US against PYD 'semi-autonomous' zone in Syria, State Department spokesman says

ANADOLU AGENCY
WASHINGTON
Published 11.11.2015 09:42
Updated 11.11.2015 16:04

The United States does not want the Kurdish rebel group Democratic Union Party (PYD) to develop a semi-autonomous zone in Syria, a State Department spokesman said on Tuesday.

"We don't want them developing some kind of semi-autonomous zone. We remain committed to the unity and integrity of Syria, territorial integrity," said Mark Toner. "We're focused on advancing a genuine negotiated political transition in Syria."

Asked whether the U.S. is supplying arms to the PYD's military wing, the People's Protection Units (YPG), Toner said the U.S. does not give arms to the group but supports it through airstrikes in their fight against the Islamic State of Iraq and al-Sham (ISIS).

The PYD declared cantons in northern Syria last year and has worked to establish an autonomous zone along the Turkish border.

The U.N., Human Rights Watch and Amnesty International have released reports on the group's actions in the area it cleared of ISIS elements and claimed that the PYD had committed war crimes by forcing local non-Kurdish groups from their lands and demolishing their homes.

Toner said that any liberated territory from ISIS should be reintegrated into Syria to allow displaced persons to return to their homes.

"It's a concern that any liberated territory from ISIL [ISIS] is reintegrated into Syria... that there's not an attempt to just kind of seize and hold territory. That the folks who were displaced are allowed to come back and live there, and that government is allowed to be restored," he said.

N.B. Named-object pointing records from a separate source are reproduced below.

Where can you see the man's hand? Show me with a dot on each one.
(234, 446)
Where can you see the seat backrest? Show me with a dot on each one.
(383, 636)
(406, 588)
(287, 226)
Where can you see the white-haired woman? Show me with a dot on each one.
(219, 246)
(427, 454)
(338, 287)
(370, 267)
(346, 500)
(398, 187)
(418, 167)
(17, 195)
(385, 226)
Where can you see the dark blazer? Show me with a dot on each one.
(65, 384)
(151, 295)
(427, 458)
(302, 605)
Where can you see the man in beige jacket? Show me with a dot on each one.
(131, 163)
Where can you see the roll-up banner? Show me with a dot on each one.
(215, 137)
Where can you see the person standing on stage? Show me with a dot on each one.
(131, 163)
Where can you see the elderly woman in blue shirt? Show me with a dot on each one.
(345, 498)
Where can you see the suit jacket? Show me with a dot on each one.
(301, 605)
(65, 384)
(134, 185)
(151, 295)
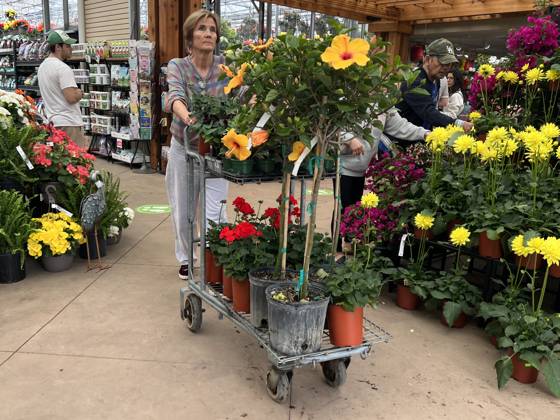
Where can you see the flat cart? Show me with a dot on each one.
(333, 360)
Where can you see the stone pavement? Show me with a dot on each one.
(111, 345)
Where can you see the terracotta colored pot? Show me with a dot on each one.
(489, 248)
(459, 322)
(203, 148)
(228, 291)
(452, 224)
(241, 296)
(406, 299)
(532, 262)
(346, 328)
(523, 374)
(554, 270)
(418, 233)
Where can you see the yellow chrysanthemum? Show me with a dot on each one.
(237, 145)
(465, 144)
(550, 250)
(460, 236)
(423, 221)
(345, 51)
(437, 139)
(370, 201)
(550, 130)
(534, 76)
(511, 77)
(297, 149)
(552, 75)
(486, 70)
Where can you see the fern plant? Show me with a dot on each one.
(11, 164)
(15, 223)
(116, 203)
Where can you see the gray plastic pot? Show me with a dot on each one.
(296, 328)
(259, 306)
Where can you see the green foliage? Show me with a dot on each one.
(457, 293)
(212, 114)
(11, 163)
(15, 223)
(116, 203)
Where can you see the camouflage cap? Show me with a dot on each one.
(443, 50)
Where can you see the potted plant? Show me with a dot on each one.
(458, 297)
(211, 115)
(55, 239)
(531, 335)
(117, 215)
(14, 172)
(15, 228)
(352, 285)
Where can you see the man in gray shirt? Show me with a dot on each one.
(59, 90)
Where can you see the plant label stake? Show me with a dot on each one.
(25, 158)
(401, 247)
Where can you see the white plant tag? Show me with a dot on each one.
(62, 210)
(25, 158)
(303, 155)
(401, 247)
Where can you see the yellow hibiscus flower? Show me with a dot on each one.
(237, 145)
(297, 149)
(345, 51)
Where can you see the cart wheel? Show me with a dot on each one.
(335, 371)
(278, 384)
(193, 312)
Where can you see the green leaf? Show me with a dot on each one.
(451, 311)
(272, 95)
(551, 372)
(504, 369)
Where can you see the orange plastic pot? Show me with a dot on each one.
(522, 373)
(531, 262)
(489, 248)
(228, 288)
(203, 148)
(554, 270)
(406, 299)
(419, 233)
(346, 328)
(241, 295)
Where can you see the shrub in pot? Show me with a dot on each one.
(15, 227)
(352, 285)
(55, 239)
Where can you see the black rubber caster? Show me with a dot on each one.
(335, 371)
(193, 312)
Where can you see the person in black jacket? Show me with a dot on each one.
(421, 109)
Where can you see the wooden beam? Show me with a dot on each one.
(360, 10)
(391, 25)
(461, 8)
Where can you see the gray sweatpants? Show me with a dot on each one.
(176, 183)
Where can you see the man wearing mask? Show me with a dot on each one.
(59, 90)
(421, 109)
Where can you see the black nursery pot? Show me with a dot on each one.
(92, 246)
(10, 268)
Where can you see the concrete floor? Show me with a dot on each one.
(111, 345)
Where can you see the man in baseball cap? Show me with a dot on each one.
(421, 109)
(59, 90)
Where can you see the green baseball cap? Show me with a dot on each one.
(59, 37)
(443, 50)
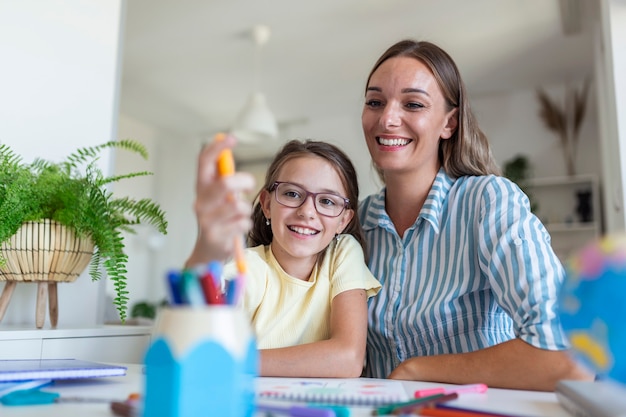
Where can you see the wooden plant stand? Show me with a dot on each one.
(45, 253)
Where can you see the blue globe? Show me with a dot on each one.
(593, 306)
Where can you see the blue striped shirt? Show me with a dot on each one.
(474, 270)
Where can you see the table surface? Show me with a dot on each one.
(508, 402)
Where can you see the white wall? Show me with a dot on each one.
(58, 91)
(611, 69)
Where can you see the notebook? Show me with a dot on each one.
(352, 391)
(592, 399)
(30, 369)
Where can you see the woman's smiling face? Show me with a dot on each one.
(405, 116)
(301, 233)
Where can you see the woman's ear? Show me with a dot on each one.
(451, 123)
(346, 216)
(265, 200)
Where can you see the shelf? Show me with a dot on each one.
(571, 227)
(562, 181)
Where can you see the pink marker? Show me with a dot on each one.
(461, 389)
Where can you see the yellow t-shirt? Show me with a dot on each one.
(287, 311)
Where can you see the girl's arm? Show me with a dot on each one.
(220, 218)
(514, 364)
(340, 356)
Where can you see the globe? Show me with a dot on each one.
(592, 306)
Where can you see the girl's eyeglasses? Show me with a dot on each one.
(292, 195)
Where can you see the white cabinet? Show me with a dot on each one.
(570, 209)
(109, 343)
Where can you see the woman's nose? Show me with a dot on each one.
(390, 117)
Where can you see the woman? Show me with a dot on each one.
(469, 277)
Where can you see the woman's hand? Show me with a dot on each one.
(219, 214)
(514, 364)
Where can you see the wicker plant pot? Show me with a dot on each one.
(45, 252)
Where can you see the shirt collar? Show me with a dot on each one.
(376, 215)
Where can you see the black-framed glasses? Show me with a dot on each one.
(292, 195)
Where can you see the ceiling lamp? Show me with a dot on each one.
(256, 122)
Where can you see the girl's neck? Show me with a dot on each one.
(405, 197)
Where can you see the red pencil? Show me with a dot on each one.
(449, 412)
(212, 294)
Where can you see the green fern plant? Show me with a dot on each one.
(74, 192)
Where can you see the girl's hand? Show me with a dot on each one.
(220, 215)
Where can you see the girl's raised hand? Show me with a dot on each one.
(220, 217)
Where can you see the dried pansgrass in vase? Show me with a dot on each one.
(565, 121)
(45, 251)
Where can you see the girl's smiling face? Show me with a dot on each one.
(301, 233)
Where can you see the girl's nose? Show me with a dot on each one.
(307, 209)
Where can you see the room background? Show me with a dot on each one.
(510, 119)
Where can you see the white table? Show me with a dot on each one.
(512, 402)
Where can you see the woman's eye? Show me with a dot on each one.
(373, 103)
(414, 105)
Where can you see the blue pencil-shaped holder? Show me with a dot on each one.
(202, 361)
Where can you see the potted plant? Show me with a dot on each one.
(74, 194)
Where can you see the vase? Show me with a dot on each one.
(584, 208)
(45, 252)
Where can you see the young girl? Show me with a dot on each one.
(308, 284)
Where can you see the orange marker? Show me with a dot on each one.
(226, 167)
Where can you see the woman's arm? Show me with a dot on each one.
(514, 364)
(220, 218)
(340, 356)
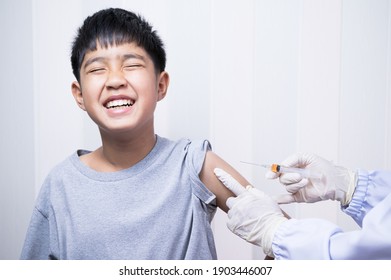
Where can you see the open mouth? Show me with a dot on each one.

Faced with the possibility of an investigation following the war crimes allegations, the YPG is also accused of extrajudicial detainment, killings and using child soldiers. According to Human Rights Watch: "The Kurdish armed group that controls territory in northern Syria, despite some progress, is still not meeting its commitment to demobilize child soldiers and to stop using boys and girls under 18 in combat."